ZEIT: Für eure Ausbildung habt ihr Werpeloh verlassen. Was habt ihr vermisst?

Theresa: Nichts. Ich habe zwar in Osnabrück studiert, aber ich war nie richtig weg. Spätestens freitagabends um halb neun saß ich im Jugendheim.

Sebastian: Andere gehen nach dem Abi in die Stadt, ich bin für fünf Jahre in den Nachbarort gezogen.

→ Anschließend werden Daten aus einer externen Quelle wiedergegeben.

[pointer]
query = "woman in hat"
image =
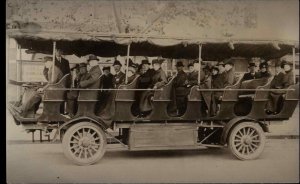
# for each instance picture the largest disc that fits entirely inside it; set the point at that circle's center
(119, 77)
(281, 81)
(158, 79)
(264, 73)
(179, 91)
(251, 74)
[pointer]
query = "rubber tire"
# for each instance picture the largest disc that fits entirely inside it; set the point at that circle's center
(258, 151)
(68, 134)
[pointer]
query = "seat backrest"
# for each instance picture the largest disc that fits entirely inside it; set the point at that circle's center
(165, 93)
(232, 95)
(293, 94)
(57, 94)
(91, 95)
(194, 95)
(263, 95)
(127, 95)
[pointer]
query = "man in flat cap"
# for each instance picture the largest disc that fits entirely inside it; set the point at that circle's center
(192, 76)
(180, 91)
(230, 72)
(282, 80)
(158, 80)
(119, 77)
(93, 74)
(264, 73)
(73, 94)
(252, 74)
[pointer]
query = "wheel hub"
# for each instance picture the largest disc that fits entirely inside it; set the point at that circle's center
(85, 142)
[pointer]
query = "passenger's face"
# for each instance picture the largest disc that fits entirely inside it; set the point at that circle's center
(263, 69)
(156, 66)
(82, 70)
(180, 68)
(287, 67)
(106, 72)
(277, 69)
(117, 68)
(214, 72)
(228, 67)
(252, 69)
(221, 68)
(145, 67)
(58, 53)
(191, 68)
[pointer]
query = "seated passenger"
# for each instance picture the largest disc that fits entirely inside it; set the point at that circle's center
(93, 74)
(263, 72)
(73, 94)
(230, 72)
(119, 77)
(31, 99)
(158, 80)
(192, 76)
(281, 80)
(219, 81)
(132, 71)
(179, 90)
(251, 74)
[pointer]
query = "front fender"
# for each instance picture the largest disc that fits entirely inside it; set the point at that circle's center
(228, 127)
(84, 118)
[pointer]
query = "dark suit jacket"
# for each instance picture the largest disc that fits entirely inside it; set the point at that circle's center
(249, 76)
(108, 81)
(277, 82)
(92, 76)
(192, 78)
(159, 79)
(145, 79)
(288, 79)
(118, 79)
(63, 65)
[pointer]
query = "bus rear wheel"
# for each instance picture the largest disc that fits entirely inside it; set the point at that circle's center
(84, 143)
(247, 141)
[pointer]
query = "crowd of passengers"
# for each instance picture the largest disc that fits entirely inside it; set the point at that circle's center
(211, 77)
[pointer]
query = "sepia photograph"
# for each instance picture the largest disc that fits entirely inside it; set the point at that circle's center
(152, 91)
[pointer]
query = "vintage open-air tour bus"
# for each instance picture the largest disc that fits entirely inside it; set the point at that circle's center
(85, 137)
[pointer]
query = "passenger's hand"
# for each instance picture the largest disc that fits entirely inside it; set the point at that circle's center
(40, 90)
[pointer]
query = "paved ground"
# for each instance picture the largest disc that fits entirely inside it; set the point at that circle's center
(46, 163)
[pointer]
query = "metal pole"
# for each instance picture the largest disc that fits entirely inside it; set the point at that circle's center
(53, 60)
(294, 65)
(199, 71)
(128, 50)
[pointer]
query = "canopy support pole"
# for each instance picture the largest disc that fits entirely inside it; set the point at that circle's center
(294, 65)
(53, 60)
(127, 58)
(199, 70)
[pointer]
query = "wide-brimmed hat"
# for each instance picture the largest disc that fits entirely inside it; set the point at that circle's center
(251, 65)
(92, 57)
(179, 64)
(117, 62)
(82, 65)
(285, 63)
(106, 68)
(145, 61)
(159, 61)
(263, 65)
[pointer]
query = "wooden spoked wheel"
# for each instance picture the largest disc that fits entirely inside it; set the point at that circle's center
(84, 143)
(247, 140)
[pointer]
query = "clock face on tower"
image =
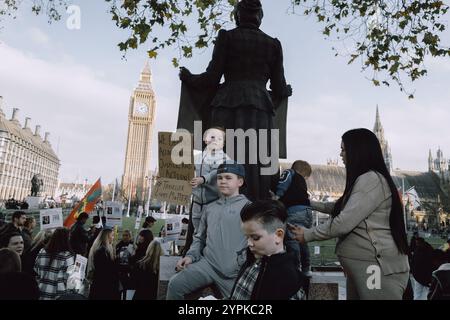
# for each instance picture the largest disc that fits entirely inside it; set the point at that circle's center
(141, 108)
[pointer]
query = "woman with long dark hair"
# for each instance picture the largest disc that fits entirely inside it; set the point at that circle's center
(368, 221)
(52, 263)
(103, 271)
(147, 271)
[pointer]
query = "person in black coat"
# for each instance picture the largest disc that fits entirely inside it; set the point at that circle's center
(422, 267)
(79, 236)
(103, 269)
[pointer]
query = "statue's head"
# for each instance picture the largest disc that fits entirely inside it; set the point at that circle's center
(248, 12)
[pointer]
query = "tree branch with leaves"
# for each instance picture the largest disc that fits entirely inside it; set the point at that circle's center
(391, 39)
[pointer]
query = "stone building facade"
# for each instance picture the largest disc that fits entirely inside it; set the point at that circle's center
(24, 153)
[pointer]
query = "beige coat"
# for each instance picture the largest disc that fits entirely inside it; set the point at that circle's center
(363, 225)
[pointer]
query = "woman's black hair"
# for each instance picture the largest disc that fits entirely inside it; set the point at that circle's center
(59, 242)
(363, 154)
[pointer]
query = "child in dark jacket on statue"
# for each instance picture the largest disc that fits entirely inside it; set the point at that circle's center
(269, 273)
(292, 191)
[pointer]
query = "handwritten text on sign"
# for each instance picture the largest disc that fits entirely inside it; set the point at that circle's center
(172, 191)
(183, 151)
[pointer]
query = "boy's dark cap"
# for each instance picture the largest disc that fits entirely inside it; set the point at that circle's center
(232, 167)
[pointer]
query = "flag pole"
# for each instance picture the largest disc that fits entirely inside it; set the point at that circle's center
(114, 190)
(403, 204)
(129, 201)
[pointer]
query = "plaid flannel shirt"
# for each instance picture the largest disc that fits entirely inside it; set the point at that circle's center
(245, 284)
(52, 275)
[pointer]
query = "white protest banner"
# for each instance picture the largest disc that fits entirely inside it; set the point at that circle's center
(316, 250)
(172, 191)
(139, 217)
(80, 267)
(172, 229)
(166, 147)
(51, 218)
(113, 213)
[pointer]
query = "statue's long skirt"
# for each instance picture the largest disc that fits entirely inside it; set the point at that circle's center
(258, 183)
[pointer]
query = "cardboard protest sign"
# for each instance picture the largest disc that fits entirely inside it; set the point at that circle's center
(139, 217)
(172, 191)
(80, 267)
(113, 213)
(176, 159)
(182, 238)
(51, 218)
(316, 250)
(172, 229)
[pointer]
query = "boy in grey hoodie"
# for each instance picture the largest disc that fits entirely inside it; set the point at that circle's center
(212, 257)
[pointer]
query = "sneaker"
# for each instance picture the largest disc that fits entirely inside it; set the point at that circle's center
(307, 272)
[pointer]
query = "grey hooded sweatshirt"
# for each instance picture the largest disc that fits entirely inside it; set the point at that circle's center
(219, 237)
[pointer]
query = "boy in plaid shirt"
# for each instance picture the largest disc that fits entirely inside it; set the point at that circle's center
(269, 273)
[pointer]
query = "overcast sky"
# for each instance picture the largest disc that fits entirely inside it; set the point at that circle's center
(75, 84)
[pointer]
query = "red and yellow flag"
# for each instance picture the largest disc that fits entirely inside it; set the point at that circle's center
(87, 204)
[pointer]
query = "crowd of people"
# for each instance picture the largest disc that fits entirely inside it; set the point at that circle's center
(39, 268)
(247, 250)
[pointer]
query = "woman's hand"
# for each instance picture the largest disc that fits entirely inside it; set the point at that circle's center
(298, 232)
(183, 263)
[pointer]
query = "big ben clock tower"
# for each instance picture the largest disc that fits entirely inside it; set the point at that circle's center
(140, 127)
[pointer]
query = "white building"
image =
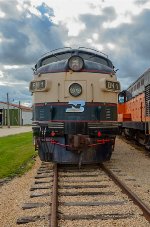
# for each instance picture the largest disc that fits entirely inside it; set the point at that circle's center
(12, 114)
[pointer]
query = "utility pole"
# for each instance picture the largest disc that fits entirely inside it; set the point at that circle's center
(8, 113)
(19, 115)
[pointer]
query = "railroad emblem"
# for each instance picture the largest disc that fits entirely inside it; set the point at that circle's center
(77, 106)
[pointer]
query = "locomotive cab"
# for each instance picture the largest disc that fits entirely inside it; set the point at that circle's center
(74, 106)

Petra: Ich habe in Leer, einer kleinen Gemeinde in Ostfriesland, eine Ausbildung zur Ergotherapeutin gemacht. Das war gar nicht meins. Da klappen sie abends die Bürgersteige hoch.

ZEIT: Jetzt wohnt ihr alle in einer Straße. Petra kann durchs Küchenfenster in Lenas Wohnzimmer schauen. Ist euch das nicht zu eng?

Theresa: Man überlegt natürlich schon. Die ganze Clique auf einem Haufen – ist das wirklich gut? Aber ich glaube, bei uns wird das kein Problem. Es wohnen ja noch Leute dazwischen. So wie Gertrud, die heute für uns die Kräuterbutter gemacht hat.

Petra: Für mich ist das einfach nur praktisch, das Babyfon reicht bis auf Lenas Terrasse. Wir sind hier füreinander da. Bei einem richtigen Werpeloher kannst du nachts klingeln, der macht dir die Tür auf und lässt dich bei ihm übernachten.

ZEIT: Soll euer Leben jetzt für immer so bleiben?

Lena: Ja. Wir haben unser Haus ebenerdig gebaut, damit wir auch im Alter noch drin leben können.

Petra: Wer hier ein Haus baut, der bleibt. In Werpeloh ist es immer für immer.